MultiDiscrete Space

The MultiDiscreteDist class extends the Gymnasium MultiDiscrete space to create categorical distributions for multiple discrete variables.

Overview

MultiDiscreteDist allows you to create probability distributions for action spaces with multiple discrete components, each with its own cardinality.

API Reference

class prob_spaces.multi_discrete.MultiDiscreteDist(nvec: ~numpy.ndarray[tuple[int, ...], ~numpy.dtype[~numpy.integer[~typing.Any]]] | list[int], dtype: str | type[~numpy.integer[~typing.Any]] = <class 'numpy.int64'>, seed: int | ~numpy.random._generator.Generator | None = None, start: ~numpy.ndarray[tuple[int, ...], ~numpy.dtype[~numpy.integer[~typing.Any]]] | list[int] | None = None)[source]

Bases: MultiDiscrete

Probability distribution for MultiDiscrete spaces.
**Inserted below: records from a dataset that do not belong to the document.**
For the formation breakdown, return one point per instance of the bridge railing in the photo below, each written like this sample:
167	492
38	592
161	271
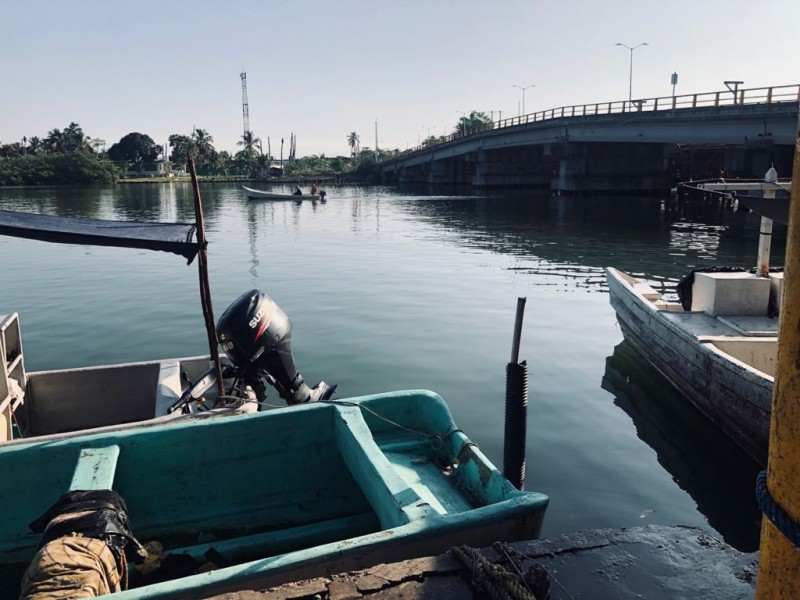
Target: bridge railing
766	95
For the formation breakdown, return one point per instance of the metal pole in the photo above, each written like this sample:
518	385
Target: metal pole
630	77
516	419
205	286
765	234
779	562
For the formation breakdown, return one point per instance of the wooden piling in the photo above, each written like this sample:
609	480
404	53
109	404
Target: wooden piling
205	285
779	563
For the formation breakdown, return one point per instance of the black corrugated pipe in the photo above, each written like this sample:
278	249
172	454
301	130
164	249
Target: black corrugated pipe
516	424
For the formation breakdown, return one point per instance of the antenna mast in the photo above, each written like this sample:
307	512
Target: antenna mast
245	108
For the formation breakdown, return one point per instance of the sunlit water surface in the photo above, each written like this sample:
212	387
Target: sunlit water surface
390	291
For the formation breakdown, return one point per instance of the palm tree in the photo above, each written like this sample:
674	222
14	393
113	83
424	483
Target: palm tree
55	141
74	138
352	141
34	145
205	144
249	142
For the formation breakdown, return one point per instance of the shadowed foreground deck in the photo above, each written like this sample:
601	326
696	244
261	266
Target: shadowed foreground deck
649	562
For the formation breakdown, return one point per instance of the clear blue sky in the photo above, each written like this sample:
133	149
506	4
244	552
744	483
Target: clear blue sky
321	69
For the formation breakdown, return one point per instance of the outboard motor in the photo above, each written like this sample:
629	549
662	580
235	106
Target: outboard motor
256	336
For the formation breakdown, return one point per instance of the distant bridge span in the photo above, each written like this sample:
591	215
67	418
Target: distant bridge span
616	146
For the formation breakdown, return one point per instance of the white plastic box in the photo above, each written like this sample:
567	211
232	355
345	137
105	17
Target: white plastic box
730	294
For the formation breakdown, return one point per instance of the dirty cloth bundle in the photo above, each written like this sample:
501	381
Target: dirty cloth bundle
85	548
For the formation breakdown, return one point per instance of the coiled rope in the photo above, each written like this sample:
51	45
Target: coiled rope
775	513
494	579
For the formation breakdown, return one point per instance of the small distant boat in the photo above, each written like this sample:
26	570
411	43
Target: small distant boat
264	195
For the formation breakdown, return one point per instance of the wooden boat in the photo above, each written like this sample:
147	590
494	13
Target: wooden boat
317	487
280	495
264	195
721	354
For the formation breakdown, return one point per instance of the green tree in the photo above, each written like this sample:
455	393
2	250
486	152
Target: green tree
353	141
181	145
250	143
475	122
34	145
204	142
135	149
55	141
74	138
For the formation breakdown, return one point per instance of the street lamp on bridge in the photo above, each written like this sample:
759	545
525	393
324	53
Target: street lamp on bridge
630	70
523	95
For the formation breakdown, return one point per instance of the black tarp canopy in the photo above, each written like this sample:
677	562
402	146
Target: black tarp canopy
178	238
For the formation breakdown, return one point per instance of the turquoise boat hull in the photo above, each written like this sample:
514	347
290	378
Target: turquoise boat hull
281	495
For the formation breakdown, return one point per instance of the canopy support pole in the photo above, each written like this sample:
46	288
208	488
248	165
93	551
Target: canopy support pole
779	561
205	286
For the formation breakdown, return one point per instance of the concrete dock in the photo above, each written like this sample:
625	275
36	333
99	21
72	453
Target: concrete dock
649	562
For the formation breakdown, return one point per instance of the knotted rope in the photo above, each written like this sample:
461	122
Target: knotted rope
775	513
494	579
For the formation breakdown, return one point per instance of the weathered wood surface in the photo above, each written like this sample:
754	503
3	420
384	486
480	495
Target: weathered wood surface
650	562
735	397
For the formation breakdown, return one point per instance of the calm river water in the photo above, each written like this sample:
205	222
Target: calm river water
390	290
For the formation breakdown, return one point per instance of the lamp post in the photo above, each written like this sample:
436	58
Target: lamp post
523	95
630	70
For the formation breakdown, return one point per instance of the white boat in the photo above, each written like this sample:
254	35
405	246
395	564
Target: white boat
721	354
264	195
321	486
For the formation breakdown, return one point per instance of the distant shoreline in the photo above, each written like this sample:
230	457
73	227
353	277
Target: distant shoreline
322	180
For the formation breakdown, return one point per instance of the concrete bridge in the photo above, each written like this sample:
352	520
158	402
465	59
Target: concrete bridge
639	145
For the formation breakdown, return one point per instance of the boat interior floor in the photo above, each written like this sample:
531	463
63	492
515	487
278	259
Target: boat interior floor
701	324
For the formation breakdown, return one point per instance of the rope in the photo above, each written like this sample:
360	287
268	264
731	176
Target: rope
494	579
506	549
775	513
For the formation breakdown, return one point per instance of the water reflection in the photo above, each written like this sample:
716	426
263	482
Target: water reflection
638	235
715	472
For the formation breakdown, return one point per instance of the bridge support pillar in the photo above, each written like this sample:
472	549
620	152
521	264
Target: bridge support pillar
523	167
611	167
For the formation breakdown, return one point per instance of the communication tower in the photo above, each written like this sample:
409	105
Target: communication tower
245	108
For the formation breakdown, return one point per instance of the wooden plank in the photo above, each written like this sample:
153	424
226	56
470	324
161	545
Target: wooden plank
95	469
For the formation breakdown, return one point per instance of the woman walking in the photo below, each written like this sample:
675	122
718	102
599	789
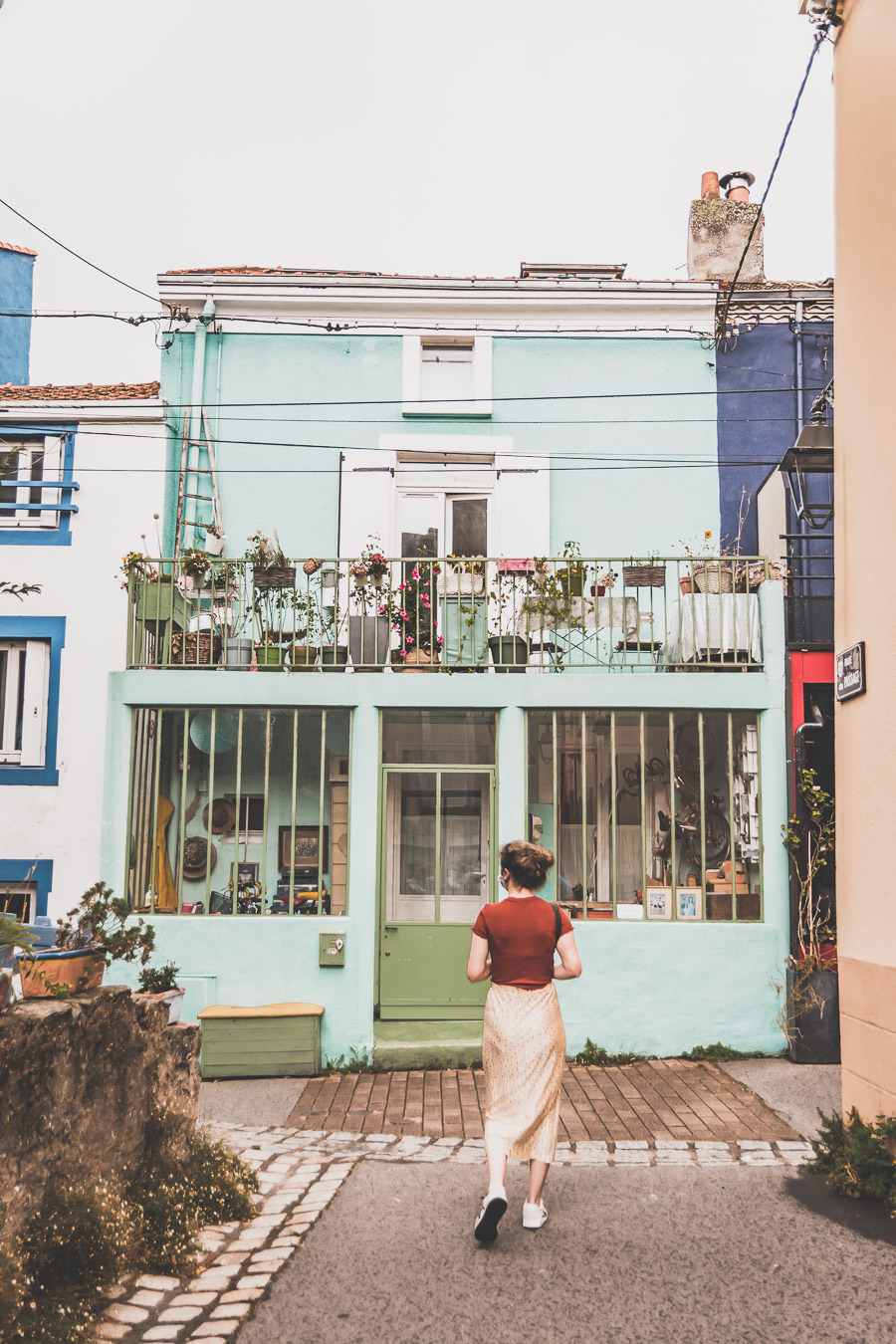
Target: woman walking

__call__(prob: Tensor, mask: Tensor = None) MaskedCategorical[source]

Apply a transformation to the input probability tensor and optional mask.

Create a MaskedCategorical distribution by reshaping the input probabilities, applying an optional mask, and combining with an internal mask.

Parameters:
  • prob (th.Tensor) – A tensor containing probabilities to be reshaped and used in constructing the distribution.

  • mask (th.Tensor, optional) – An optional boolean tensor for masking specific probabilities before creating the distribution. Defaults to None.

Returns:

A MaskedCategorical distribution object created with reshaped probabilities and combined masking information.

Return type:

MaskedCategorical

Returns:

A MaskedCategorical distribution object created with reshaped probabilities and combined masking information.

Return type:

MaskedCategorical

Key Attributes

  • nvec: Array of integers representing the number of values for each discrete variable

  • start: Optional starting indices for each variable

  • internal_mask: Automatically generated mask to ensure valid actions

Usage Examples

Basic usage:

import numpy as np
import torch as th
from prob_spaces.multi_discrete import MultiDiscreteDist

# Create a multi-discrete space with 3 variables:
# - First variable has 2 possible values (0, 1)
# - Second variable has 3 possible values (0, 1, 2)
# - Third variable has 4 possible values (0, 1, 2, 3)
nvec = np.array([2, 3, 4])
space = MultiDiscreteDist(nvec=nvec)

# Create logits for each variable
# The shape should be (nvec shape) + (max(nvec) + 1)
# In this case: (3, 5)
probs = th.ones((3, 5))

# Create a distribution
dist = space(probs)

# Sample an action
action = dist.sample()

# Compute log probability
log_prob = dist.log_prob(action)

With masking:

import numpy as np
import torch as th
from prob_spaces.multi_discrete import MultiDiscreteDist

nvec = np.array([2, 3, 4])
space = MultiDiscreteDist(nvec=nvec)

probs = th.ones((3, 5))

# Create a mask to disallow certain actions
mask = th.ones((3, 5), dtype=th.bool)
mask[0, 1] = False  # Disallow action 1 for first variable

# Create a distribution with the mask
dist = space(probs, mask=mask)